The new market research professional
Last week, I attended the MRS Conference, which this year was headlined ‘The Shock of the New: Managing change through the application of insight, data, technology and creativity’.
As the headline suggests, the conference focused predominantly on the changes happening within and around the market research industry, such as the advent of Big Data, the emergence of new technologies and the changing consumer landscape.
The list of attendees, which included ad planners, marketing directors and journalists, was testament to the increasingly far-reaching interest in and impact of market research.
Market research is no longer confined to ‘traditional’ agencies carrying out quantitative surveys or qualitative focus groups.
The definition of market research and boundaries between who is working within the sector have become blurred.
As we have previously discussed within this blog, surveys and focus groups now exist as just one tool in the research tool-kit. The increasing amount of data generated by consumers, brands and news sources, both passively and actively, has provided researchers with multitude of rich sources of insight. Furthermore, there are an increasing number of software packages and other tools available to researchers with which to access and utilise these data sources.
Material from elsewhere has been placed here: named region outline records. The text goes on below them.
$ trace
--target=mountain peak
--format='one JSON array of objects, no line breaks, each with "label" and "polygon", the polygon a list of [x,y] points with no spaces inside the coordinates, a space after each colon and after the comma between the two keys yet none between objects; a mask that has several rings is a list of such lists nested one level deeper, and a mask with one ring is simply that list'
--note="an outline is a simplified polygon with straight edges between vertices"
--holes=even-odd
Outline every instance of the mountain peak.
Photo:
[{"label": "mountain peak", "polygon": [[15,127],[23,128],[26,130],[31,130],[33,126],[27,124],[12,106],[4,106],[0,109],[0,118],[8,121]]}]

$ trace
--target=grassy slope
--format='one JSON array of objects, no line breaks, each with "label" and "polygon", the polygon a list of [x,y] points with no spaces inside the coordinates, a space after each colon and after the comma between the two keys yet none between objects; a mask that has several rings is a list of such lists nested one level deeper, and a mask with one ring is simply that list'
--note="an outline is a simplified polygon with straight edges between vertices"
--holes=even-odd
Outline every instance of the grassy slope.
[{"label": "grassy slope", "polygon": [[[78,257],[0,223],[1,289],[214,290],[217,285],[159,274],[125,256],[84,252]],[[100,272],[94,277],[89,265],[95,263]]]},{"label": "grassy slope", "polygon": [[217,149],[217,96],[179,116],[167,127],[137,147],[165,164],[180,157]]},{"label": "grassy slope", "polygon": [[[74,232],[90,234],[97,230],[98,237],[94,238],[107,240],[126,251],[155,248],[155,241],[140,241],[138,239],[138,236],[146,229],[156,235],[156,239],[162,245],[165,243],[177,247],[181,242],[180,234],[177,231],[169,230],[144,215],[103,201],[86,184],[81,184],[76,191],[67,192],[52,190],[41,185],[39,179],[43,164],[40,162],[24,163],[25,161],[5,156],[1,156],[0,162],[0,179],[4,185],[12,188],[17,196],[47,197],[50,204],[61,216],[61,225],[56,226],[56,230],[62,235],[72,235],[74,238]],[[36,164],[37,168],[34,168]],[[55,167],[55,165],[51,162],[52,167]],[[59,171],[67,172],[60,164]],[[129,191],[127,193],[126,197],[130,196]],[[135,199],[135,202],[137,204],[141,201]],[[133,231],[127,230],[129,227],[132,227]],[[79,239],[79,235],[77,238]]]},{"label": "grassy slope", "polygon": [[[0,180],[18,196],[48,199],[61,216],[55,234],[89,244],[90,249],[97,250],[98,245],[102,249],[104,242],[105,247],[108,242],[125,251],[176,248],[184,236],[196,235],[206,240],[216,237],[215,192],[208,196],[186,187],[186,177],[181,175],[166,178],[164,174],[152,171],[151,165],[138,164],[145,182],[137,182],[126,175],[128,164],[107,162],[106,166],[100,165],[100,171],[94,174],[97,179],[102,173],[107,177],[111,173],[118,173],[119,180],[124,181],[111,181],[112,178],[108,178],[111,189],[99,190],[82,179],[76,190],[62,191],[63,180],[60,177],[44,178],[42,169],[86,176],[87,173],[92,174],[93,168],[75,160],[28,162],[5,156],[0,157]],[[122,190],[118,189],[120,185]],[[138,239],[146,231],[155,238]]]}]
The emergence of new technologies and increased use of social media means that there are new ways for researchers to better understand consumers. Researchers can observe behaviour and monitor attitudes expressed (relatively) spontaneously and often in real-time.
Big data and social media give researchers access to data more representative of System 1 thinking (fast, emotional and automatic) than ever before. However, I must reiterate that the information shared and produced within social media is not produced passively – a topic I have previously explored here.
All of these changes represent new opportunities for researchers, but also bring with them many challenges. As I have argued before, the more data a researcher has access to, the more reliant they are on their analysis and interpretation skills.
The skills now needed in the new market research landscape were discussed in-depth at the MRS conference during the talk titled ‘Skills debate: The new research professional’.
The key themes running throughout the discussion were flexibility and creativity.
Job descriptions for market researchers are changing. Indeed, those now drawing on or undertaking market research in their day-to-day role may not even classify themselves as market researchers.
Very few job descriptions follow the templates historically seen for quantitative and qualitative researchers. Instead, requirements vary greatly, with more emphasis on having a combination of skills. Many companies and agencies require those applying for a quantitative role to have knowledge of and exposure to qualitative methods and vice versa. Other skills are also asked for, such as exposure to social media monitoring tools, experience of content-creation, and of devising brand and marketing strategies.
This is partly to do with the fact that these specifications are no longer only coming from companies considered to be undertaking market research. Research conducted in-house by brands and other agencies is becoming more complex, drawing on data and information from more sources.
Furthermore, data generated within social media, for example, contains unstructured information relating to a variety of areas, such as customer service, marketing, public relations and consumer conversations. It is no longer adequate for researchers using this data to have specialist knowledge in just one of these fields.
The size and varying types of data and information now available to researchers means that they have to be comfortable analysing both quantitative and qualitative data. For example, social media can be looked at from both angles. The sheer volume of posts generated within social media lends itself to a quantitative analysis. However, social media can be thought of as a type of focus group on a global scale, with the need to also analyse discussions more qualitatively.
In fact, I would argue that researchers need to think qualitatively when looking at social media data – even when performing a quantitative analysis. Content generation on each social media channel is driven by different motivations. For example, why someone posts a status update on Facebook (and what they post) will obviously differ greatly to what and why they post on LinkedIn. Therefore, it is not enough to simply aggregate the volume of posts within social media; we need to also understand the context surrounding each post – as far as possible. This means considering the content of each post, rather than just looking at the level of ‘buzz’.
As well continually developing their practical skills, researchers also need to continually critique the theory behind the research they are carrying out. In addition to new data sources and software packages, market research is also witnessing the convergence of multiple systems of thought, drawing on theories and analytical models from fields such as behavioural economics and neuroscience.
The theme of creativity ran throughout much of the discussion. It was posited that researchers need to have a creative outlook in all areas, including how they think about research design, data-collection, analysis and presentation.
It was suggested that many research agencies are doing a good job of innovating their data-collection methodologies, but that there is a lack of innovation in the way findings are delivered back to clients. I believe innovation in delivery is crucial when the findings draw on an increasing number and type of sources.
Researchers need to work harder to think laterally and join up the dots between data sets, and there are many new ways in which findings can be presented back. Some agencies are now exploring different ways, including interactive websites, infographics and video diaries. An ability to deliver findings in these ways requires researchers to possess yet more skills.
Within the discussion around the delivery of findings, there was an emphasis on the story-telling abilities of the researcher. This included a focus on the impact on research; its ability to inspire people at all levels within business. The plethora of information now available to businesses means that researchers often have the task of simplifying complex data sets into a clear and compelling narrative that can easily be incorporated into strategic decision-making by people at multiple levels within multiple departments. It was said that research without impact is purely academic.
The rapid changes in and around the market research industry over the last few years are showing no sign of slowing down.
Unless researchers remain flexible and creative they may be left behind.